Fed rolls back crypto warnings for Wall Street banks


On Apr. 24, the Federal Reserve reversed guidelines that previously inhibited Wall Street from adopting Bitcoin and crypto. However, the Federal Deposit Insurance Corporation (FDIC) and the Office of the Comptroller of the Currency (OCC) retracted their own statements the same day, telling banks to be extra-watchful over risks related to crypto.

Previously, the Fed had repeatedly cautioned banks to be cautious of the volatility, legal gray areas, and liquidity risks related to crypto.

State member banks — banks regulated by the agency — may now offer crypto services without its prior approval.

“This move reflects the Trump administration’s increasingly pro-crypto stance” — including reduced regulatory enforcement and the appointment of crypto-friendly SEC Chair Paul Atkins, said analysts at Tagus Capital.
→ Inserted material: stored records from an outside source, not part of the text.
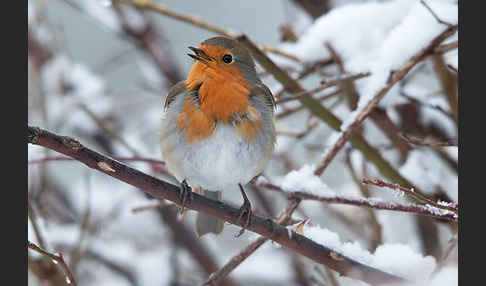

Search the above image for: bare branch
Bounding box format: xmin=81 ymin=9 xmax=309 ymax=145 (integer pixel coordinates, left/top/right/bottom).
xmin=400 ymin=133 xmax=457 ymax=147
xmin=363 ymin=179 xmax=458 ymax=214
xmin=203 ymin=199 xmax=300 ymax=286
xmin=27 ymin=241 xmax=76 ymax=286
xmin=420 ymin=0 xmax=454 ymax=28
xmin=27 ymin=126 xmax=405 ymax=285
xmin=28 ymin=156 xmax=165 ymax=166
Business figures, among them MicroStrategy founder Michael Saylor, cheered the Fed’s move as a signal for banks to move toward Bitcoin.

Meanwhile, crypto ETFs had their best day since January, accumulating $2.6 billion this week so far.

But the Fed did not go as far as extending master account privileges to such crypto-native banks as Custodia and Kraken Financial — a point of contention that may yet amount to another seismic shift in the financial system.

The Fed’s moves, along with political uncertainty and fears of a recession, could drive the central bank to be even more aggressive in cutting rates, said market strategist Joel Kruger. That possibility, he cautioned, could set off a round of U.S. dollar outflows — and send even more dollars into digital assets.